(June 3) TALLAHASSEE, Fla. — One day after having found a second residential property in Brevard County to have four trees infected with citrus canker, state agriculture officials confirmed a case of the bacterial disease on a tree in a commercial grove in Highlands County.

The second case, identified as A-strain canker, was found June 1 in a 13,000-acre grove owned by Tampa-based Lykes Citrus Management, Tampa, said Liz Compton, a spokeswoman for the Florida Department of Agriculture.

“It was found through a routine survey, and we’re still surveying the grove,” Compton said June 3. “We’ve gone about 500 acres and haven’t found any more.”

The discovery came two weeks after confirmation came that a dozen trees within a 50-acre block of hamlin oranges in Cornwell, also in Highlands County, were infected with canker. The Highlands County discoveries have been the northernmost progression of the disease into commercial groves, according to state agriculture officials.

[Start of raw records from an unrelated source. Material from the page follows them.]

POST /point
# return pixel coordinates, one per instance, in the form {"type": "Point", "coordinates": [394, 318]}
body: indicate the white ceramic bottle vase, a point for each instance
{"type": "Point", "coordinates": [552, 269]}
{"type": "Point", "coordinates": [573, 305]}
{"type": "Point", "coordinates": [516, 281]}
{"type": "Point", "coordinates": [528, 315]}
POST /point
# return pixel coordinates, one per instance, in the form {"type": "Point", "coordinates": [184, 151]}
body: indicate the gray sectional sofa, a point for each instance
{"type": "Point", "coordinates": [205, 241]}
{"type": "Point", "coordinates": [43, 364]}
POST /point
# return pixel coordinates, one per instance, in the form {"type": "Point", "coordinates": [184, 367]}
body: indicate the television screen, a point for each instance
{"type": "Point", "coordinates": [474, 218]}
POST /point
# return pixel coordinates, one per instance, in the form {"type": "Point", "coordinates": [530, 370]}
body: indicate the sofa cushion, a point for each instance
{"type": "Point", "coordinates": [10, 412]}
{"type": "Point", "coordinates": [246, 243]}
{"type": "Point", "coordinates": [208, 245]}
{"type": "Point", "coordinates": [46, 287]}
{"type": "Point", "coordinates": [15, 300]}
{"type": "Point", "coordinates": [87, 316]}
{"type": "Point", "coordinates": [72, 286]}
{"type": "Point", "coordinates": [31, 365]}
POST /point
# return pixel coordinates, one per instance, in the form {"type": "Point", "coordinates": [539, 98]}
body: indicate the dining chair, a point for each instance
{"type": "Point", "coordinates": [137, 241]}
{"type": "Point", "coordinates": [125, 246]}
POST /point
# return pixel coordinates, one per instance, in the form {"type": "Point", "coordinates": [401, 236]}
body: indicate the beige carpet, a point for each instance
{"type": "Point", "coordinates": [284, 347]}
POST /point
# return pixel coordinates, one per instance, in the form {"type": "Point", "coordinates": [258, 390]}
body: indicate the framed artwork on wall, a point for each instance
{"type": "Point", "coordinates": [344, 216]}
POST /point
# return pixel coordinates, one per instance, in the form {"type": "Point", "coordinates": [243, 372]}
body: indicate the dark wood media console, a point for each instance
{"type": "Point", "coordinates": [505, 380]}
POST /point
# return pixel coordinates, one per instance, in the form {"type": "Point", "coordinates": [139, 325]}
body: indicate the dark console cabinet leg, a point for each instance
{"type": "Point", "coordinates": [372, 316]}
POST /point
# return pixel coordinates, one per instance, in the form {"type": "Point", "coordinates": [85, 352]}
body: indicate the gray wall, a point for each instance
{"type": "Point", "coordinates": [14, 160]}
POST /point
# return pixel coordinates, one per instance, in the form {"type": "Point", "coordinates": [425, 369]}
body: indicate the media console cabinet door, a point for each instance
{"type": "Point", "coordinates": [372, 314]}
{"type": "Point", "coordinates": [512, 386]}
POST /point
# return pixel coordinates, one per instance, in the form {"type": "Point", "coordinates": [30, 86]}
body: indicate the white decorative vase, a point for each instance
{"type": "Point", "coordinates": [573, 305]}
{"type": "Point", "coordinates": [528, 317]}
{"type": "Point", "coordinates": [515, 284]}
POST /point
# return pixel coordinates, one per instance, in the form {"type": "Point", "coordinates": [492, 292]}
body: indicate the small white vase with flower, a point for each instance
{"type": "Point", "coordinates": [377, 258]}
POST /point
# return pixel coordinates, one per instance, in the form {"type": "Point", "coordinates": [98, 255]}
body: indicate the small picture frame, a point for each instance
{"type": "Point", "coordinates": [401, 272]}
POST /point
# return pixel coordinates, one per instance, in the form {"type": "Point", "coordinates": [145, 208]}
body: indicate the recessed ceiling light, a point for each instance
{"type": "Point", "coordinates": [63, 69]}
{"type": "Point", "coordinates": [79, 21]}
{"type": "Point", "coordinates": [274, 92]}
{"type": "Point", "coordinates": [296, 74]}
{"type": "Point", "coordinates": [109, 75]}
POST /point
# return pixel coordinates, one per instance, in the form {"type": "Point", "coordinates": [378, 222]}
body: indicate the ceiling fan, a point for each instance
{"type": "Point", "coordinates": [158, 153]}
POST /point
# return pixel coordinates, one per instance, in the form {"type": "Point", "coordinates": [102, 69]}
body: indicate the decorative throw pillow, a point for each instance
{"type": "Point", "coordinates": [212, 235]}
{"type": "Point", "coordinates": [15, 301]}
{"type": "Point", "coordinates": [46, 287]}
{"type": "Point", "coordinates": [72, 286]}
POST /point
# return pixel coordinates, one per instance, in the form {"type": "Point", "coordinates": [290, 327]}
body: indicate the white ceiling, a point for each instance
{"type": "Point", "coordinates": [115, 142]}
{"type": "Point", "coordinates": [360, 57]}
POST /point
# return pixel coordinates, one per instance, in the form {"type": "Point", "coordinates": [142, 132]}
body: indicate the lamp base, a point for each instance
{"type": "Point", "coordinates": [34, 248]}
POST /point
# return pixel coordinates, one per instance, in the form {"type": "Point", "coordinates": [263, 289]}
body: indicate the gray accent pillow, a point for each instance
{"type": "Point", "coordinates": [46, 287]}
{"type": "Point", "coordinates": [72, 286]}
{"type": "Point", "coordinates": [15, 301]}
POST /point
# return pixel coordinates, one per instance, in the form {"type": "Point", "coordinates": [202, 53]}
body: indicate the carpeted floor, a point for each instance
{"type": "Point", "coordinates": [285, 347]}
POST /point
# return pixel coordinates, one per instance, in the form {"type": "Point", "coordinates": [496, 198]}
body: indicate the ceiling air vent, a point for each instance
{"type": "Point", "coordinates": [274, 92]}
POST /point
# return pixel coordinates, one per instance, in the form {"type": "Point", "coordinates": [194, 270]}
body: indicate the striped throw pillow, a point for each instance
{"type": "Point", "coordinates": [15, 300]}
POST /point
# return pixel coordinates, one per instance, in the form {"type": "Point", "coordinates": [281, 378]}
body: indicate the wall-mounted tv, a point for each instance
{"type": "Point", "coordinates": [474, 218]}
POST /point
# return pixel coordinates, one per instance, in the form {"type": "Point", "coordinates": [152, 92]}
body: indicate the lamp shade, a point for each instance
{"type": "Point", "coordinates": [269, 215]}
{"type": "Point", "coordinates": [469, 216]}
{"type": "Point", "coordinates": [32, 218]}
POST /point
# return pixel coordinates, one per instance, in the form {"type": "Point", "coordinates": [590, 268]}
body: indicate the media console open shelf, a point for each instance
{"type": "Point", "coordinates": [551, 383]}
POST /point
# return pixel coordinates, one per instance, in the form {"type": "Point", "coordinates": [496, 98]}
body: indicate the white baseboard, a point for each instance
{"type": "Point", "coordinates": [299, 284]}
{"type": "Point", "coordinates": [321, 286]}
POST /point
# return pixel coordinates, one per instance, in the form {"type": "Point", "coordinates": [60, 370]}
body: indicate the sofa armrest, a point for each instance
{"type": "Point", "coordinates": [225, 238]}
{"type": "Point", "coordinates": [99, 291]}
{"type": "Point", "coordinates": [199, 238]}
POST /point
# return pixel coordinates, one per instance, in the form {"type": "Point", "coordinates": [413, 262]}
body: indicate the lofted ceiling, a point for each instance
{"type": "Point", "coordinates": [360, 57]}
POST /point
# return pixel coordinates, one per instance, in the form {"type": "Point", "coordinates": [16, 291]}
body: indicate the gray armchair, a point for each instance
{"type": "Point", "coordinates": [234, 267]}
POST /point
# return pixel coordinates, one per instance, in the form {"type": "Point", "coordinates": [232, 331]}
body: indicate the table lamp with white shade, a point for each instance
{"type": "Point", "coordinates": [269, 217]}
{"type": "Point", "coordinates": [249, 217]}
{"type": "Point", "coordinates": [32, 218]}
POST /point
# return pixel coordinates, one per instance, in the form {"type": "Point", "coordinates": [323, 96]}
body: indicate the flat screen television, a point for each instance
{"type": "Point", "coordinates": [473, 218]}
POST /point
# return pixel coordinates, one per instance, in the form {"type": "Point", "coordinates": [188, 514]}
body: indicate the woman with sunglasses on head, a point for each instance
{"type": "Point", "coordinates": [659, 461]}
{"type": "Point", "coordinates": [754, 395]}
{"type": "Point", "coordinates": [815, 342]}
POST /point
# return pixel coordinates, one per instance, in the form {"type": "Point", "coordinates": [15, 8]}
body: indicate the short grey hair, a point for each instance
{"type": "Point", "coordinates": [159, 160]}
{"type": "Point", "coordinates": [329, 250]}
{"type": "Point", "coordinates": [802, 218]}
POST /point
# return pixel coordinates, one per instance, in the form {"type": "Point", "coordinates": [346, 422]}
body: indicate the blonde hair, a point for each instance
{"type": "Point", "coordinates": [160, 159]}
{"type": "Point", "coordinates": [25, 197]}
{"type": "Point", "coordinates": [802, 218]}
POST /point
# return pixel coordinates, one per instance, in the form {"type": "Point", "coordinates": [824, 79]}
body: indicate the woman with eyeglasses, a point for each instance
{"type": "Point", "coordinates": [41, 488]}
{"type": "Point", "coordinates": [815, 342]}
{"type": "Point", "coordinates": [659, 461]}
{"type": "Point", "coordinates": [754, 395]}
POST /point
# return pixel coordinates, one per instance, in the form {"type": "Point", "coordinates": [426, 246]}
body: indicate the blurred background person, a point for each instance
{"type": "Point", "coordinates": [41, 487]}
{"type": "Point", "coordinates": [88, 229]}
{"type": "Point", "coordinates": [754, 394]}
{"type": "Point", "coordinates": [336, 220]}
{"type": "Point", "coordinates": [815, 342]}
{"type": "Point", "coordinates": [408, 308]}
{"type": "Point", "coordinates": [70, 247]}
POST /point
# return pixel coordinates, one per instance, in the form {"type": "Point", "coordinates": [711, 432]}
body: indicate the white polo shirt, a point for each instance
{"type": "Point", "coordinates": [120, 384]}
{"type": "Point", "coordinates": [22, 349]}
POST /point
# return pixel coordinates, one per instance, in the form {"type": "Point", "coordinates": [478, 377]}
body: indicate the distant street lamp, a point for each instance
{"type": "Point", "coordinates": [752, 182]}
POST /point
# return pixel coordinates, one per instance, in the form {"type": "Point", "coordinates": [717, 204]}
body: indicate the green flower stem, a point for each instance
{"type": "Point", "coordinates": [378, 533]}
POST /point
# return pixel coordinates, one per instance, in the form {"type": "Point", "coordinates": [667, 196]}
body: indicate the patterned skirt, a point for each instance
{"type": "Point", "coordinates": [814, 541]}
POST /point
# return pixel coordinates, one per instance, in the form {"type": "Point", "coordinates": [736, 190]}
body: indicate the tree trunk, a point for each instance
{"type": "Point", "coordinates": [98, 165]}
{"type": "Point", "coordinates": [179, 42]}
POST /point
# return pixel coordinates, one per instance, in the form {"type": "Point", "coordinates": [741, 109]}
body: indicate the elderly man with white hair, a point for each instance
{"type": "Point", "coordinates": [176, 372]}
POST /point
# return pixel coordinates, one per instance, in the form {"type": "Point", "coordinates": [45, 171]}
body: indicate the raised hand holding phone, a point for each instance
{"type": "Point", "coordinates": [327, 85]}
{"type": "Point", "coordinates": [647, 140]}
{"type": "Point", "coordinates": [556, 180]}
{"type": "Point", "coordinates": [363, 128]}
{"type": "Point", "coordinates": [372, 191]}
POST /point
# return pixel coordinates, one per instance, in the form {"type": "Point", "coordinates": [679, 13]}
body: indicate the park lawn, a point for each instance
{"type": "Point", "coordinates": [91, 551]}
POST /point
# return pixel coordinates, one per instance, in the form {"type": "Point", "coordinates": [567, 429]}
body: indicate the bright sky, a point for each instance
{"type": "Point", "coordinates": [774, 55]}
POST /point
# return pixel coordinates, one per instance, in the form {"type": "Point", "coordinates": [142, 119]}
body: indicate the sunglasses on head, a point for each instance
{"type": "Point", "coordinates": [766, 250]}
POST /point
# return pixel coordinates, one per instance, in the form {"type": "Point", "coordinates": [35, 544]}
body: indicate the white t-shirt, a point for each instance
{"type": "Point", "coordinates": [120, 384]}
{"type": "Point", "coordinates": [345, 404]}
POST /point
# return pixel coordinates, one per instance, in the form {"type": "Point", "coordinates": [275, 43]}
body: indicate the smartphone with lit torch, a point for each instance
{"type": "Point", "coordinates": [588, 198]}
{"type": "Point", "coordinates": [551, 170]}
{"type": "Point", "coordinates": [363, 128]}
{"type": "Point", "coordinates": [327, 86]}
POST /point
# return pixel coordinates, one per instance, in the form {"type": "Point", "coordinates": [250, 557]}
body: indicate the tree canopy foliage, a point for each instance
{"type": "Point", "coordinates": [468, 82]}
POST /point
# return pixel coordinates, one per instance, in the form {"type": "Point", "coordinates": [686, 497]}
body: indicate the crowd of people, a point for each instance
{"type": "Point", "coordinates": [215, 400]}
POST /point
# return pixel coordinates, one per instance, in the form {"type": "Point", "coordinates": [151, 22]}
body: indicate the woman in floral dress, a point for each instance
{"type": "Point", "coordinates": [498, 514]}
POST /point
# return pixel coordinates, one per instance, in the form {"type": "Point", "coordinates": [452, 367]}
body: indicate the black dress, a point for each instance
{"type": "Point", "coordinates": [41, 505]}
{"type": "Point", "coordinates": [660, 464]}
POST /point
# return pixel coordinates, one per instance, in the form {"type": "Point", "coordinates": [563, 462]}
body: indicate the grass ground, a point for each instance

The Brevard County case, at a private residence, set off a survey of the surrounding area by state and U.S. agriculture department officials to determine if any additional infection is in the area. The infected trees, found by federal inspectors during routine survey, were subsequently destroyed.

The USDA has an ongoing sentinel survey program, which involves checking pre-selected, highly susceptible citrus trees for canker on a routine basis. The USDA was in the process of expanding the sentinel survey in that area when the four infected trees were found. Two other sentinel properties within a quarter-mile of the infected property have been inspected three times in the past year, including April, turning up no indication of canker.

The trees are located in a residential area west of I-95, approximately 37 miles north of the previous find in Palm Bay. The closest commercial citrus is a 3-acre grove approximately 2.5 miles southeast of the infected property.

The four trees include one mandarin, two grapefruit and one lemon tree. The property owner has signed a waiver allowing the removal of the infected trees and 21 exposed trees. Survey crews have begun inspecting citrus trees in the area starting from the find and will be working their way out approximately five square miles. An investigation into how the infection got into the area is under way.

The struggle against canker is winnable, if costly, said Richard Kinney, executive vice president of Florida Citrus Packers Inc., Lakeland.

“We know we can eradicate canker in commercial groves; the regimen works,” he said. “But it’s an expensive program. We have to go to appropriators with hat in hand. You wear out our welcome a little bit.”

Kinney said the state had spent nearly $500 million in the fight against citrus canker.

“We’re still firm in our resolve to eradicate it from our industry,” he said.